As we leave July and head into August, let’s take a look at rainfall so far this summer season across the lower 48 states. The graphic below shows the percentage of total rainfall as compared to 30 year normal values over the past two months.
Any green, blue or purple colors indicate above normal precipitation. Light yellow represents areas receiving 90 percent of normal precipitation. Areas highlighted by brighter yellow, orange or red indicate areas that have received below normal amounts of precipitation.

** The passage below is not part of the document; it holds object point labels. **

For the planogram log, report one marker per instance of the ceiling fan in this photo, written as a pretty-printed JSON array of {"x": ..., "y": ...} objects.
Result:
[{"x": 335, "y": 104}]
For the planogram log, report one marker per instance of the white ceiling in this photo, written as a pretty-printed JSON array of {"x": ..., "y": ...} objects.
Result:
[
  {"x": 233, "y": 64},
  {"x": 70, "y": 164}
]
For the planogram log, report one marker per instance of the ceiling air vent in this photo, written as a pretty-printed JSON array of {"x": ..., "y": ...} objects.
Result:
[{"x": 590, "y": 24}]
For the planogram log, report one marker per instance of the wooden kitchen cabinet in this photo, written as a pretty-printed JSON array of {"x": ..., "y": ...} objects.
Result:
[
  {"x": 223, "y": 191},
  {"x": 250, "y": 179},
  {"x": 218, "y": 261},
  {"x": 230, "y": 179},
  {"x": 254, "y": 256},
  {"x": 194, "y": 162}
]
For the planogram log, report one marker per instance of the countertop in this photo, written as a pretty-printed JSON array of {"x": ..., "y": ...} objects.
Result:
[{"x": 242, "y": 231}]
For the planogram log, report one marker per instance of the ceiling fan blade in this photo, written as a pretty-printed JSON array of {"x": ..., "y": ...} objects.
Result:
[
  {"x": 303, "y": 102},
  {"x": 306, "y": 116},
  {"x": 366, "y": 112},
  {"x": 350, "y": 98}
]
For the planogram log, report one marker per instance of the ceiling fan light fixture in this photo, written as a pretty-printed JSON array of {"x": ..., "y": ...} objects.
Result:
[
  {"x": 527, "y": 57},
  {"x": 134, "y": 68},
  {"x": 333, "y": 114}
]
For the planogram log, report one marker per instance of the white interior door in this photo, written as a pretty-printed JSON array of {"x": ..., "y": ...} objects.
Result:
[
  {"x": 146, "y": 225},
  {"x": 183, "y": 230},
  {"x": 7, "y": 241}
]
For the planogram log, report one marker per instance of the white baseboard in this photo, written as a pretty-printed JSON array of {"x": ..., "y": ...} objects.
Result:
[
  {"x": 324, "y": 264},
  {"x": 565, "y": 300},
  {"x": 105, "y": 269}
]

It is easy to see from a quick glance at the map that most of the country from the east slopes of the Rocky Mountains to the Midwest and east has received adequate precipitation over the past two months. Conversely, the far west and Great Basin states have suffered through a dry past 60 days. The worst of the dryness has been hitting California, the Pacific Northwest and Great Basin. There has been a very nice increase in precipitation across some portions of the Southern Plains and Rockies (New Mexico and portions of Texas). Many areas of the central plains have also received very good precipitation over the past two months (especially Nebraska, Kansas, Oklahoma and South Dakota).
Close to normal or above normal precipitation has also occurred in the Corn Belt and Midwest.
The outlook for August continues to show that many of the same trends will continue (cooler and wet from the Rockies and points east and dry and warmer in the far west).
In the longer term there is hope for the far west. The latest long range models continue to suggest increased precipitation chances for the far west as we head into the fall season. The chart below shows enhanced precipitation chances in the far west and southwest in September, October and November (light green) as a weak to moderate El Nino develops.